Nick Bradbury gives up TopStyle
[webmasterworld.com...]
I haven't tried it yet, but it sounds like TopStyle might be ideal for HTML and CSS development... perhaps less suited for other types of code editing, though that's not yet clear to me.
They are introducing CF9(Centaur) and BOLT(Eclipse based and Standalone) at CFUNITED Soon! I've seen a presentation of both by Ben Forta couple of weeks ago, looks very promising.
-- are encouraged to consider the development environment of AdobeŽ DreamweaverŽ CS4 software. --
I personally have a copy of DW8, I have used it extensively in the past as a text/code editor until one of my co-workers introduced me to Eclipse. It is not a WYSIWYG as DW Or Homesite.
Most of the work I do revolves around ColdFusion/SQL and at this point it is Eclipse(CFEclipse) = FREE = I could copy it to my USB Drive and install it on any other PC by simply copying it to the HardDrive with all the config intact.
So the Evolution for me was HomeSite >> CFStudio >> DW(last time use about year ago) >> Eclipse(for the past 3 years)
I pretty much only use Dreamweaver's GUI when I want to locate an element in the page. You just select it in GUI mode and switch back to code view. It happens frequently enough that it's actually worth it.
I would never use an aplication to generate HTML code for me in GUI mode though. I need full control.
The code is pretty clean and, with some minor tweaking in the code, cross-browser and platform. Who cares if the code isn't optimised, as long as the rendered web page looks and works OK? The main reason for slow downloads is bad optimisation of images.
Frankly, I am suprised people are still using GUI for html.
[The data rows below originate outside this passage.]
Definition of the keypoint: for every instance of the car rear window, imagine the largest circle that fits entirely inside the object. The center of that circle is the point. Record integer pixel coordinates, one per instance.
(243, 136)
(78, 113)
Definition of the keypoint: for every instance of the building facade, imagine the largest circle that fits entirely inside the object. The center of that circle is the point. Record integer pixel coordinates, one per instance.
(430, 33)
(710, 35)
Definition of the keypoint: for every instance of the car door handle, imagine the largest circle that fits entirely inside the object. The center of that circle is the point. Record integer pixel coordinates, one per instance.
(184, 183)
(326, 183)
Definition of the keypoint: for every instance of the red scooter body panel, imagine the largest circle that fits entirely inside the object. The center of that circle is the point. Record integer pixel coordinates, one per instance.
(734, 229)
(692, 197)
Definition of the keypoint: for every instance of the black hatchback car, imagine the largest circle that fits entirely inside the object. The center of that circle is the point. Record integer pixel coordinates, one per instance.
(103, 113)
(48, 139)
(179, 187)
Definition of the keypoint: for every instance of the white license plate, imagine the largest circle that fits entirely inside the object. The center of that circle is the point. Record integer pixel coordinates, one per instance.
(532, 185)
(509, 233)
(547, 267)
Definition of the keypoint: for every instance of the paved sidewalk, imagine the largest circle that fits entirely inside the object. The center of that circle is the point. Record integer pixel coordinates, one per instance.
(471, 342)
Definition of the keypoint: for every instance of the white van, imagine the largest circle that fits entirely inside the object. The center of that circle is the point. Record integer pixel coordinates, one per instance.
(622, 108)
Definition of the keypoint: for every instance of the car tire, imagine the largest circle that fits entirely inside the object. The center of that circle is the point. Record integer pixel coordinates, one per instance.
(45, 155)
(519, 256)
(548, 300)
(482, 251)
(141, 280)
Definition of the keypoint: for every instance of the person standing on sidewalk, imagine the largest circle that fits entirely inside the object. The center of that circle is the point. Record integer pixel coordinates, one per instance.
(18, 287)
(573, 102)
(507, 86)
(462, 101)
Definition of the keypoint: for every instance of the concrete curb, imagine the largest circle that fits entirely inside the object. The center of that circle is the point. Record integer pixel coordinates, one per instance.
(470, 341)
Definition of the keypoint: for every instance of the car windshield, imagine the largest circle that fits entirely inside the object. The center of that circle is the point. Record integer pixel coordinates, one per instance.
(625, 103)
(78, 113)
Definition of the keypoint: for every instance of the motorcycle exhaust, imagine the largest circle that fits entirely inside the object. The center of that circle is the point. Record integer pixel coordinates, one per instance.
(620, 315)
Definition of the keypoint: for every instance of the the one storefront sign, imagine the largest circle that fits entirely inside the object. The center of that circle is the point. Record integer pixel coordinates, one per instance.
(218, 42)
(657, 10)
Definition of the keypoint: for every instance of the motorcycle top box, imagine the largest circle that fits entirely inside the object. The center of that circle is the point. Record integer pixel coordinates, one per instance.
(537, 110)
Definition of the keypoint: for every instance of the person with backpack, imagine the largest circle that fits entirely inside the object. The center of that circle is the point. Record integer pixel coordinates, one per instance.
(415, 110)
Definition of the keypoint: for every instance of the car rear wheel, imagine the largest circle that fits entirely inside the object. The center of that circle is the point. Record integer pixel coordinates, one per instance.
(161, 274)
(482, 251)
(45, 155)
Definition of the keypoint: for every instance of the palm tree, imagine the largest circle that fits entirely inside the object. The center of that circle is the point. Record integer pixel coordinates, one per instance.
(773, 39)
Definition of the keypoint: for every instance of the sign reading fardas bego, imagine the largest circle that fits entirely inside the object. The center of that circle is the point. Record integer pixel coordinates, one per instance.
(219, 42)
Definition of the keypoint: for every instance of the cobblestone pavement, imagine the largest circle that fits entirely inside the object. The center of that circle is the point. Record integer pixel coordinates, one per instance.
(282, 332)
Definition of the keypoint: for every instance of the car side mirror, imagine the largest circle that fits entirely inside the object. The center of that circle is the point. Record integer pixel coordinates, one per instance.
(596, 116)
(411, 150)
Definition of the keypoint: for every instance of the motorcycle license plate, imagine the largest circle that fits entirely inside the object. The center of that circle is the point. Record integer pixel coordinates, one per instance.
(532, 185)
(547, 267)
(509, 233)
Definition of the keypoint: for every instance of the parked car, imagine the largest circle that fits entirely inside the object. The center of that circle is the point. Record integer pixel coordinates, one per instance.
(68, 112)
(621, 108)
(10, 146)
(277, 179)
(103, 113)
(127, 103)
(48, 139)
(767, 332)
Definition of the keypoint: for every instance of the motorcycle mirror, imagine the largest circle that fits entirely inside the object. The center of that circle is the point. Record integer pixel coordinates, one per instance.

I thought the Frontpage bloatware would have killed that off.
Apparently you haven't used FrontPage and other WYSIWYG authoring tools in quite a while.
There's still plenty of bloatware around, but these days, the current term for it is "Content Management System." :-)
>> Who cares if the code isn't optimised
(httpwebwitch raises hand)
If you've been using it for a long time, and have used it's ability to build in your own code snippets, it just gets more powerful over time.
Who cares if the code isn't optimised, as long as the rendered web page looks and works OK?
Poorly optimized code:
- Higher bandwidth costs. The bigger, more traffic heavy you get, the bigger the cost.
- Heavier server load. At the begining, when you've got a small, low traffic site, server load is a none issue. As you scale up, it gets to be an issue. Scale past a certain tipping point, and you'll hire teams of geeks to pour over the code to get rid of every last unnecessary tag and comma
- Heavy code is more likely to break in a browser. Every time the popular browsers update, you have to verify cross browser compatibility.
- Heavy code is more likely to bog down and render slowly in a browser. Not an issue on today's computers, faster browsers, and broadband up the wazoo? Have you ever watched a power surfer open up web pages 20 tabs at a time, with a single click of the centre wheel?